Inheritance tax on crypto assets

Crypto does not escape your estate. When you die, your crypto assets are valued at the date of death and counted toward Inheritance Tax, charged at 40% on the part of an estate above the £325,000 nil-rate band. The practical danger is unique to crypto, though. If your heirs cannot find your private keys, the coins are valued for tax but lost in reality. Tell someone you trust where the keys are, or the taxman counts an asset your family can never actually claim.

How to legally reduce your crypto tax

None of this means paying more than you owe. There are legitimate levers that can meaningfully lower your tax bill, and using them is just sensible planning, not avoidance.

Use your £3,000 allowance every year, since it does not roll over. Report your losses too: capital losses offset gains, and once registered they carry forward for years, with a negligible-value claim available for coins that have effectively died. Transfers between spouses happen at no gain and no loss, which can double a couple's allowances and shift a gain to the lower-rate partner. And because the allowance resets each tax year, spreading large disposals across 5 April can keep more of the gain inside the tax-free band. Donating crypto to a registered charity is generally free of CGT as well.

Crypto tax tools and record-keeping

HMRC puts the record-keeping burden squarely on you, and it keeps no running tally on your behalf. You are expected to keep the date and pound value of every transaction, the type of asset, the number of units, and your pooled cost records. Do that across several wallets and exchanges and it becomes a real job.

This is why a crypto tax calculator is close to essential for active users. Tools like Koinly, CoinTracking, or Recap connect to your exchanges, track crypto across wallets, apply the share-pooling rules automatically, and produce a figure you can drop into the SA108 boxes. They cost money, but far less than getting the pooling wrong.

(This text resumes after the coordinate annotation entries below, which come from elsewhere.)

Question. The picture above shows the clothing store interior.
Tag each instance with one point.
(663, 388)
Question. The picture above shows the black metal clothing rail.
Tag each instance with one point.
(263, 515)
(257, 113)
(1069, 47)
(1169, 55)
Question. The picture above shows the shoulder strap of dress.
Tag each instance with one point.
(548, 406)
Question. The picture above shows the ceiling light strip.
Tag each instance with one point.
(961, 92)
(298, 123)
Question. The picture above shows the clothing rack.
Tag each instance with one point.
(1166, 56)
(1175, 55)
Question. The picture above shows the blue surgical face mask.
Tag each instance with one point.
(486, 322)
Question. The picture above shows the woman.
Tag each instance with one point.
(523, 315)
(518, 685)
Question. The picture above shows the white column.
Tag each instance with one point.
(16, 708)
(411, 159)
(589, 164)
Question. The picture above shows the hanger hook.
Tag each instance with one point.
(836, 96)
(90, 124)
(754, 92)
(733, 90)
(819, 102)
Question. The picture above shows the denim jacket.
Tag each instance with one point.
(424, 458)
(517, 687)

Getting your UK crypto tax right

UK crypto tax did not suddenly get harsher. It got visible. The rates are fixed, the £3,000 allowance is what it is, and the SA108 now has a box with your name on it. What changed is that from 2026 the exchanges start handing HMRC the receipts. So the real question is no longer whether they will find out. It is whether your return will already say the right thing when they look. File it, use your allowances, keep your records, and you never have to find out the hard way.

Any questions?

Often, yes. You pay Capital Gains Tax when you sell, swap, spend, or gift crypto at a profit above the £3,000 allowance. You pay Income Tax when you receive crypto as a reward or salary. Simply buying and holding crypto is not taxed.

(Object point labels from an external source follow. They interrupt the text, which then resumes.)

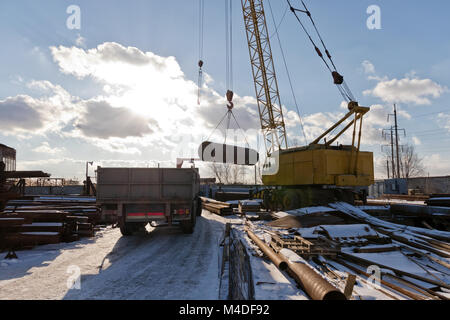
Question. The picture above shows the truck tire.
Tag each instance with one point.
(188, 226)
(199, 208)
(126, 230)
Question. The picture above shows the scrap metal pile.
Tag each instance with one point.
(47, 220)
(336, 252)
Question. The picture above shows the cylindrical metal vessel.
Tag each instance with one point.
(223, 153)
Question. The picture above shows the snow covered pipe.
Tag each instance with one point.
(275, 258)
(313, 284)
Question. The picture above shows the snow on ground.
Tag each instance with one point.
(161, 264)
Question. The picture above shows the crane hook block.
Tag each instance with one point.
(230, 95)
(338, 79)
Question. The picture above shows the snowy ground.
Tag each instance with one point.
(161, 264)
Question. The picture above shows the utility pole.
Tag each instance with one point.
(394, 131)
(387, 167)
(396, 142)
(390, 132)
(392, 154)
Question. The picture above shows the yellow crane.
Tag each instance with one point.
(319, 172)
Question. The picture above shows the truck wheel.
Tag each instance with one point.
(199, 208)
(187, 227)
(126, 230)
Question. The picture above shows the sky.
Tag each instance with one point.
(122, 89)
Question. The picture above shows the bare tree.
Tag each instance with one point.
(411, 165)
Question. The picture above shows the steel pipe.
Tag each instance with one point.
(280, 262)
(313, 284)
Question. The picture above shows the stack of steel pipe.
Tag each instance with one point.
(311, 282)
(217, 207)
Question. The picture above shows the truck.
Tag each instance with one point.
(160, 196)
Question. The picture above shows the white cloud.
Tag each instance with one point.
(436, 165)
(444, 120)
(407, 90)
(46, 149)
(80, 41)
(369, 68)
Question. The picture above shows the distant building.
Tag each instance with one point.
(8, 156)
(411, 186)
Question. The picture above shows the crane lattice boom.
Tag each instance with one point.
(266, 85)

You can make up to £3,000 in total gains in the 2025/26 tax year before Capital Gains Tax applies. That is gains, not the amount you sell. Separately, you must report to HMRC if your total proceeds for the year top £50,000, even if your gain is small.

No. Transferring crypto between wallets or accounts you control is not a disposal, so there is no tax to pay. Keep records of the transfers anyway, because they affect your pooled cost and you may need to prove the movement later.

Increasingly, yes. HMRC already receives data from major exchanges and has sent tens of thousands of nudge letters. From January 2026, the Cryptoasset Reporting Framework requires UK platforms to collect and report your identity and transactions, with the first reports due in 2027.

You can face penalties on top of the unpaid tax, scaled by whether the failure was careless or deliberate, plus interest, with HMRC able to look back up to 20 years in serious cases. Disclosing voluntarily through HMRC’s service almost always reduces the penalty.

Usually yes. Swapping one cryptocurrency for another is a disposal for Capital Gains Tax purposes, even though no pounds reach your bank. You calculate the gain using the sterling value of what you received at the moment of the swap.